Die US-unterstützten Truppen in dieser Koalition sind komplett unter der Kontrolle dieser reaktionären Gruppen und, faktisch gesehen, überhaupt nur deshalb existent, weil sie die Islamisten mit Geheimdienstinformationen und modernen Antipanzerwaffen versorgen. Also was ist der Zweck der US-unterstützten Truppen in einer Koalition, die von zwei anderen Gruppen kontrolliert wird? In einer Koalition, die nur darauf ausgerichtet ist, die Aleviten-Gebiete im syrischen Küstenstreifen Syriens anzugreifen? Und warum dürfen sich das Assad-Regime oder seine Verbündeten nicht gegen sie verteidigen?
Selbstverständlich ist die Realität der US-Einmischung in Syrien noch weitaus dreckiger. Ein winziger Einblick in diese Beziehung zwischen westlichen Geheimdiensten und Al Quaida- Organisationen wurde im Juni bei einem Gerichtsverfahren in Großbritanien gewährt. Hier wurde die Anklage gegen einen schwedischen Staatsbürger wegen angeblicher Mitgliedschaft in einer Terrororganisation vom Gericht fallen gelassen und für nichtig erklärt, nachdem „es klar geworden war, dass britische Geheimdienste selbige Gruppe bewaffnet hatten.”
Der Guardian bezeichnete dies als beschämend und peinlich, denn es habe viele Beweise dafür gegeben, dass der britische Staat selbst „umfangreiche Unterstützung” an die syrische Oppostion geliefert hatte. Das Blatt führt weiter aus: „Dies umfasste nicht nur die „nicht-tödlichen Hilfeleistungen”, mit der die Regierung prahlte (einschließlich Körperpanzerung und Militärfahrzeuge), sondern auch Training, logistische Unterstützung und eine geheime Aufstockung mit Waffen im großen Stil.”

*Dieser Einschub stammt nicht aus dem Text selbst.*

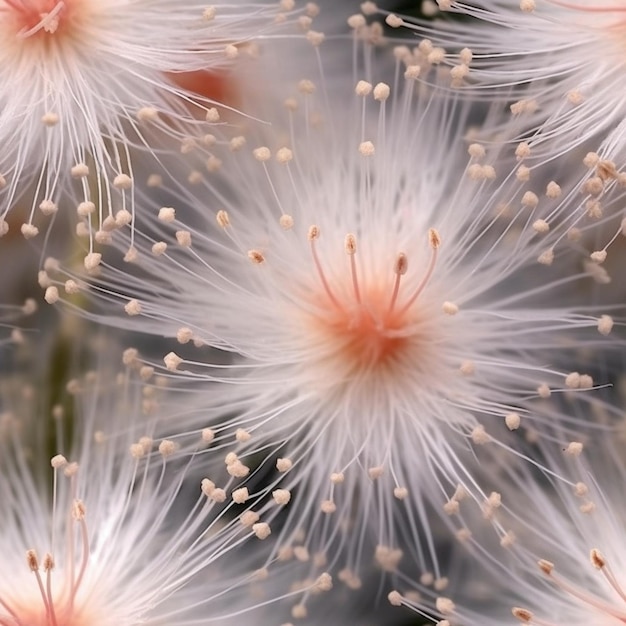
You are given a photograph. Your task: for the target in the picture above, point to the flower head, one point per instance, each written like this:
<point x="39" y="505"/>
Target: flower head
<point x="374" y="292"/>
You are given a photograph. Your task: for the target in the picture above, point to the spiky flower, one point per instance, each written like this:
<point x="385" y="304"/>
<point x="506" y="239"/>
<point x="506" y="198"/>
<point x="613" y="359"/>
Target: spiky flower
<point x="374" y="294"/>
<point x="122" y="529"/>
<point x="83" y="83"/>
<point x="557" y="66"/>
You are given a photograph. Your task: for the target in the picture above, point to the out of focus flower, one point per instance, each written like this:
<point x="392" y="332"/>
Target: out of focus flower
<point x="374" y="294"/>
<point x="85" y="83"/>
<point x="558" y="66"/>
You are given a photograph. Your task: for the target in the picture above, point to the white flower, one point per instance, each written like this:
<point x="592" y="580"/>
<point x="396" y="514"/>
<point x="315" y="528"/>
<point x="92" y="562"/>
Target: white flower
<point x="378" y="292"/>
<point x="83" y="83"/>
<point x="122" y="529"/>
<point x="558" y="66"/>
<point x="561" y="558"/>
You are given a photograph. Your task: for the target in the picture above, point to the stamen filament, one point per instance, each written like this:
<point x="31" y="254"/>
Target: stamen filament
<point x="350" y="245"/>
<point x="314" y="233"/>
<point x="400" y="268"/>
<point x="435" y="241"/>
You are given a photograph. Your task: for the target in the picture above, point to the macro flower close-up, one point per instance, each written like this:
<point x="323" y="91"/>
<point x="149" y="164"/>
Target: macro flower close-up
<point x="556" y="67"/>
<point x="366" y="292"/>
<point x="312" y="313"/>
<point x="111" y="532"/>
<point x="87" y="86"/>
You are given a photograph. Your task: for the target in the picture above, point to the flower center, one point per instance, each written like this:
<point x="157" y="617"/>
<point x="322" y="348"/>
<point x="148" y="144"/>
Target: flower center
<point x="370" y="324"/>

Darüber hinaus existieren kürzlich veröffentlichte Dokumente von US Nachrichtendiensten, die im August 2012 geschrieben wurden und die Entstehung von „salafistischen Fürstentümern” im östlichen Syrien sowie einen von der al Quaida kontrollierten islamischen Staat in Syrien und im Irak vermuten. Der Bericht besagt weiter, dass „dies genau das ist, was [westliche und mittelöstliche] Mächte mit ihrer Hilfe für die Opposition bezwecken wollen, um das das syrische Regime zu isolieren, was auch als strategische Vertiefung der schiitischen Ausdehnung (Irak und Iran) bezeichnet wird. Nun kommt die Wahrheit ans Licht: Wie die USA den Aufstieg von ISIS in Syrien und im Irak vorangetrieben haben. Natürlich tauchen diese Fakten in den westlichen Massenmedien so gut wie nicht auf – und selbst wenn, dann werden sie schnell beiseitegewischt und still vergessen.
Was machen die Russen?
Die Heuchelei der amerikanischen Imperialisten und ihrer journalistischen Lakeien ist gelinde gesagt widerlich. Während sie schnell damit sind, den Finger gegen das „große böse Russland” zu richten, stellen sie sich schützend vor die barbarischsten Gruppen, die von den USA und ihren Verbündeten gehegt und gepflegt wurden.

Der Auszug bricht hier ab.